Noah Gragson and Front Row Motorsports are a good fit at the right time

Both the team and driver needed what the other provides


Those were the determining factors that led to Noah Gragson joining Front Row Motorsports on a multiyear agreement starting next season.


Those were the determining factors that led to Front Row Motorsports inking Noah Gragson to a multiyear agreement starting next season.

In short, this was the perfect time for both to join forces with each other, especially given that both are roughly 25 years into a journey with a common goal — to contend for the NASCAR Cup Series championship.

If that sounds crazy, you haven’t been paying attention, because Gragson has increasingly become the adult everyone around him felt he could be while the NextGen era has benefitted no other organization greater than Front Row.

Gragson has been a changed man since his suspension roughly a year ago next month. He is way more thoughtful, cerebral and considerate all without losing many of his genuine charms.
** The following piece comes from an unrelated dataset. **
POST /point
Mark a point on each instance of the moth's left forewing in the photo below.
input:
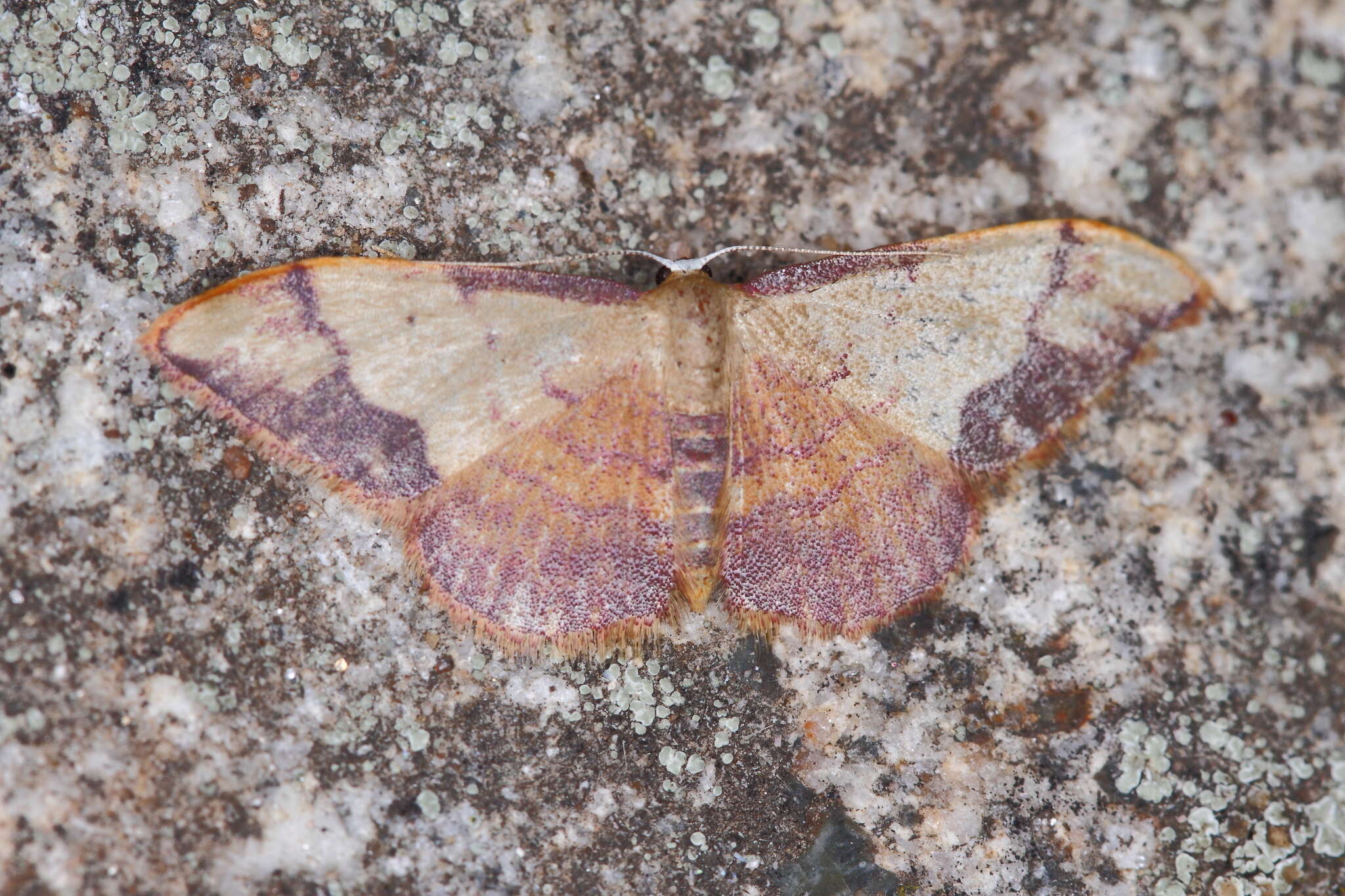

He is a driver that crews love to work with because they work hard, with their driver in the trenches with them, but they still play hard too.

No doubt, Gragson has said many of these things before, about wanting a long-term home, but he has never been more poised to foster it than he is now.

“I think I can bring a positive energy over there, to their group of guys and create a positive atmosphere,” Gragson said during an introductory press event on Wednesday. “Creating the culture is important to me and getting to know their people.”

For Front Row, to be objectively clear, they found a driver that has funding and relationships but also a fan base that will allow them to create their own independent marketing programs off the pairing.

Team owner Bob Jenkins, making a rare appearance away from his non-racing businesses, says Gragson impressed him when they finally met to discuss their mutual interest.

“What I learned is how much respect he has for the sport,” Jenkins said. “He really understands it’s a fan-driven sport. He just relates so well with fans. He’s only been in this series a couple of years but he’s already become one of the most popular drivers. We really think that translates with our marketing partners to what we can do and achieve, so we’re just super excited about what the future holds for Noah and so glad he’s going to be with us for several years.”

Front Row used to be an ironic name because Jenkins’ cars used to be found in the back of the field. They were start-and-parks with a primary car that generally raced for top-30s on the best days. Then came May 5, 2013 when the company won its first race, with a David Ragan and David Gilliland 1-2 finish, and it changed their direction forever.

Winning is addictive, says 15-year general manager Jerry Freeze.

“We had no business winning that race,” Freeze said. “David and David deserve all the credit for how they worked together but our cars were nothing like the cars we beat that day.

“And I think, from that day forward, we started to believe ‘okay, it’s possible for us to be competitive’ and we started to evaluate what steps that would take.

Over the past decade, it has forged relationships with Roush Fenway Racing and Richard Petty Motorsports. Now, with the single source supplied NextGen car, it forged a partnership with Team Penske and earned a Tier 1 Ford Performance agreement.

Now it just comes down to the people. 

Losing Michael McDowell, who won the 2021 Daytona 500 and 2023 Brickyard Road Race, alongside crew chief Travis Peterson to Spire is a significant blow. At the same time, Todd Gilliland and Ryan Bergentry have emerged as a playoff caliber pairing.

Gragson is still holding out for the potential of bringing in many of his current crew members from the Stewart-Haas Racing No. 10 team including crew chief Drew Blickensderfer, who won that 2021 Daytona 500 with McDowell.

“We already have those relationships developed,” Gragson said of Blickensderfer and their team. “We’ve spent all year developing that communication after not knowing them until January 1. So, I certainly hope we can get those guys but time will tell.”

Regardless of who crews the cars, and remember that Front Row still has a third car to find a driver and crew for, the expectation now is that they win and make the playoffs. Gragson says those are the marching orders.

“The boss made it pretty clear that he wants cars in the playoffs and to be competitive every week,” Gragson said. “And when you look at what Michael and Todd are doing, combined with their growth the past couple of years, those are realistic standards now.

“Bob is completely committed and with their resources, we can win.”